American Journal of Epidemiology Advance Access originally published online on May 25, 2008
American Journal of Epidemiology 2008 168(1):98-104; doi:10.1093/aje/kwn120
| ||||||||||||||||||||||||||||||||||||||||||||||||||||||||||||||||||||||||
PRACTICE OF EPIDEMIOLOGY |
Correcting for Lead Time and Length Bias in Estimating the Effect of Screen Detection on Cancer Survival
1 Cancer Research UK Centre for Epidemiology, Mathematics and Statistics, Wolfson Institute for Preventive Medicine, London, United Kingdom
2 Department of Pathology, Dutch Cancer Society, Nijmegen, the Netherlands
3 Cambridge Breast Unit, Addenbrooke's Hospital, Cambridge, United Kingdom
4 Screening and Test Evaluation Program, School of Public Health, University of Sydney, Sydney, Australia
5 West Midlands Breast Screening Quality Assurance Reference Centre, University of Birmingham, Birmingham, United Kingdom
Correspondence to Dr. Prue Allgood, Cancer Research UK Centre for Epidemiology, Mathematics and Statistics, Wolfson Institute for Preventive Medicine, Charterhouse Square, London WC1M 6BQ, United Kingdom (e-mail: prue.allgood{at}cancer.org.uk).

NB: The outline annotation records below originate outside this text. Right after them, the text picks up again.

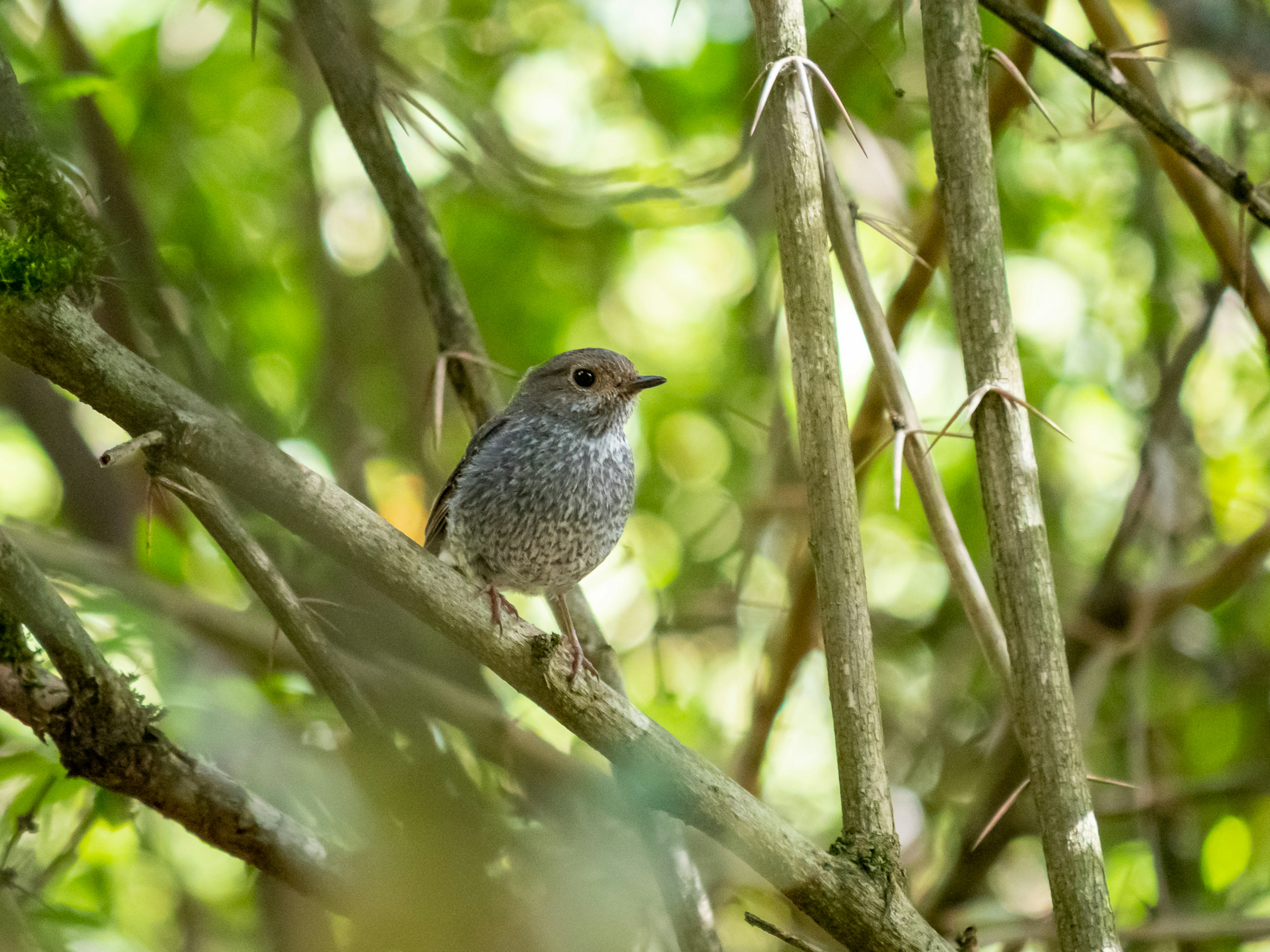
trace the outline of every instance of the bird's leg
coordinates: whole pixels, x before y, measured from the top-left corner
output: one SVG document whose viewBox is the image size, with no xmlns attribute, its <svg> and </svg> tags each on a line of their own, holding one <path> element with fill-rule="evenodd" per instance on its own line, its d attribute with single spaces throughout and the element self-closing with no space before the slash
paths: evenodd
<svg viewBox="0 0 1270 952">
<path fill-rule="evenodd" d="M 596 674 L 596 665 L 591 663 L 587 652 L 582 650 L 582 642 L 578 640 L 578 630 L 573 627 L 573 616 L 569 614 L 569 605 L 565 603 L 564 595 L 551 595 L 551 603 L 555 605 L 556 619 L 563 628 L 560 633 L 573 646 L 573 668 L 569 669 L 569 687 L 572 688 L 573 683 L 578 680 L 583 665 L 587 665 L 592 674 Z"/>
<path fill-rule="evenodd" d="M 513 618 L 519 618 L 521 613 L 516 611 L 516 605 L 503 598 L 503 593 L 498 590 L 497 585 L 490 585 L 485 594 L 489 595 L 489 621 L 498 627 L 498 633 L 502 635 L 503 611 L 511 612 Z"/>
</svg>

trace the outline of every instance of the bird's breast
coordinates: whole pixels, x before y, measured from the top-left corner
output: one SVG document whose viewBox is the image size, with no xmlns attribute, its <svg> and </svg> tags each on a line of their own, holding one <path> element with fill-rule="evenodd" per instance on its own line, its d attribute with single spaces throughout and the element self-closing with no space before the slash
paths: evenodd
<svg viewBox="0 0 1270 952">
<path fill-rule="evenodd" d="M 461 560 L 523 592 L 574 584 L 605 560 L 635 500 L 630 444 L 617 429 L 579 437 L 559 428 L 499 432 L 465 467 L 451 503 Z"/>
</svg>

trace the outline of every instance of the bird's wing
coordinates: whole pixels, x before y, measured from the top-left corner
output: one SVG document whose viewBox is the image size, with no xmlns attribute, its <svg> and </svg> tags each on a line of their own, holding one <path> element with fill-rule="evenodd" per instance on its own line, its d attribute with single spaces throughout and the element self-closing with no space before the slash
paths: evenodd
<svg viewBox="0 0 1270 952">
<path fill-rule="evenodd" d="M 471 440 L 467 443 L 464 458 L 458 461 L 458 466 L 456 466 L 455 471 L 450 473 L 450 479 L 446 480 L 446 485 L 441 490 L 441 495 L 438 495 L 437 501 L 432 504 L 432 512 L 428 513 L 428 526 L 423 531 L 423 547 L 433 555 L 441 555 L 441 546 L 446 541 L 446 527 L 448 524 L 447 517 L 450 515 L 450 496 L 453 495 L 455 486 L 458 485 L 458 473 L 461 473 L 469 461 L 476 456 L 476 451 L 481 448 L 485 440 L 489 439 L 490 435 L 493 435 L 505 423 L 505 416 L 495 416 L 476 430 L 475 435 L 472 435 Z"/>
</svg>

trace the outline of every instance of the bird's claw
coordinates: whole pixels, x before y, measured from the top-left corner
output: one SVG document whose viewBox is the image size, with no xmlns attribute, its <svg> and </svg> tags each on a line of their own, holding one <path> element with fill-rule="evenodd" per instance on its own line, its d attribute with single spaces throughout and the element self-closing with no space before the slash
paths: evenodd
<svg viewBox="0 0 1270 952">
<path fill-rule="evenodd" d="M 599 677 L 599 671 L 596 670 L 596 665 L 593 665 L 591 659 L 587 658 L 587 652 L 582 650 L 582 642 L 578 641 L 578 633 L 569 632 L 569 635 L 570 641 L 573 642 L 573 665 L 569 669 L 569 687 L 572 688 L 574 682 L 578 680 L 578 675 L 582 674 L 583 668 L 594 674 L 597 678 Z"/>
<path fill-rule="evenodd" d="M 503 593 L 499 592 L 493 585 L 489 586 L 486 594 L 489 595 L 489 621 L 494 627 L 498 628 L 498 633 L 503 633 L 503 611 L 512 613 L 513 618 L 519 618 L 521 613 L 516 611 L 516 605 L 503 598 Z"/>
</svg>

Received for publication December 21, 2007. Accepted for publication April 8, 2008.
| ABSTRACT |
|---|
|
|
|---|
Determination of survival time among persons with screen-detected cancer is subject to lead time and length biases. The authors propose a simple correction for lead time, assuming an exponential distribution of the preclinical screen-detectable period. Assuming two latent categories of tumors, one of which is more prone to screen detection and correspondingly less prone to death from the cancer in question, the authors have developed a strategy of sensitivity analysis for various magnitudes of length bias. Here they demonstrate these methods using a series of 25,962 breast cancer cases (1988–2004) from the West Midlands, United Kingdom.

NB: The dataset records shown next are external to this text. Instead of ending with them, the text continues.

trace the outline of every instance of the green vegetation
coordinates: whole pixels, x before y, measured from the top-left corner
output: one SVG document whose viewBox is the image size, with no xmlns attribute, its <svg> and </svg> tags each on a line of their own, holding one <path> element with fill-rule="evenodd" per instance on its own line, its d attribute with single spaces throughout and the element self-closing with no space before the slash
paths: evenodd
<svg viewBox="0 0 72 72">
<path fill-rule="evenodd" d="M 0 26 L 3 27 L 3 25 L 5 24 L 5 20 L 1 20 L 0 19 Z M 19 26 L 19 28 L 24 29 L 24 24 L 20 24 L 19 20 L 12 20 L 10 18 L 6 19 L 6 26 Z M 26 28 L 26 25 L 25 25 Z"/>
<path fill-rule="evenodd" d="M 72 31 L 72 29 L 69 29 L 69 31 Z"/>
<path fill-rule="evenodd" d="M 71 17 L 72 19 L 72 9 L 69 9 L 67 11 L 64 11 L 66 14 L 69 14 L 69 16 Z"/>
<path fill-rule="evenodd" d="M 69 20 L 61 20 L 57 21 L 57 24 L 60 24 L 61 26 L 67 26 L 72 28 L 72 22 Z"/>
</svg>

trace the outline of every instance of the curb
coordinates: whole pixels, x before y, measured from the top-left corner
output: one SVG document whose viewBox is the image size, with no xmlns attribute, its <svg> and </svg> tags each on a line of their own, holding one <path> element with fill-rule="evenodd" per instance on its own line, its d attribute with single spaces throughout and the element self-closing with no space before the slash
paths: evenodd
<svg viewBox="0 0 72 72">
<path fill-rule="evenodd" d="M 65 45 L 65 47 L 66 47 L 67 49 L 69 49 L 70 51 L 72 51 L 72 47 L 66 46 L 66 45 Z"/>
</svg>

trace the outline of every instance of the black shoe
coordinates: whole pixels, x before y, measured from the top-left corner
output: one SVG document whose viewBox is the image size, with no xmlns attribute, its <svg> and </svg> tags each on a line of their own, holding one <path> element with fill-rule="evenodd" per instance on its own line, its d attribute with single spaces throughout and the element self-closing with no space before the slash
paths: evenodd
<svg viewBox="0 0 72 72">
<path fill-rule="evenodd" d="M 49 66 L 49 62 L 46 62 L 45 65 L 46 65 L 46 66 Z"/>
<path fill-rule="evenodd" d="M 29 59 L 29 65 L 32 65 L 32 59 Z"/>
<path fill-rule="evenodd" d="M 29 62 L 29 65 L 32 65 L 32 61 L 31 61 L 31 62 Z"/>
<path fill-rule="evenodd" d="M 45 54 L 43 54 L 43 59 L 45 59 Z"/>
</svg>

bias (epidemiology); breast neoplasms; mass screening; models, statistical; survival
Abbreviations: CI, confidence interval
| INTRODUCTION |
|---|
|
|
|---|
In disease screening, the concepts of lead time and length bias have been familiar for decades (1, 2). Lead time is the amount of time by which the diagnosis has been advanced by screening. In analysis of survival from diagnosis, it constitutes an artificial addition to the survival time of screen-detected cases. Length bias is the phenomenon whereby more slowly growing tumors, with less capacity to prove fatal, may have a longer presymptomatic screen-detectable period and will therefore be more likely to be screen-detected. This again confers an artificial survival advantage to screen-detected cases. The extreme form of length bias is overdiagnosis, defined as diagnosis by screening of cancers which would not have come to clinical attention in the host's lifetime had screening not taken place. It is thought, for example, that some in situ cancers (cancers confined to the ducts which have not yet invaded the surrounding tissue) detected by screening might never have become invasive or given rise to symptoms in the absence of screening (3).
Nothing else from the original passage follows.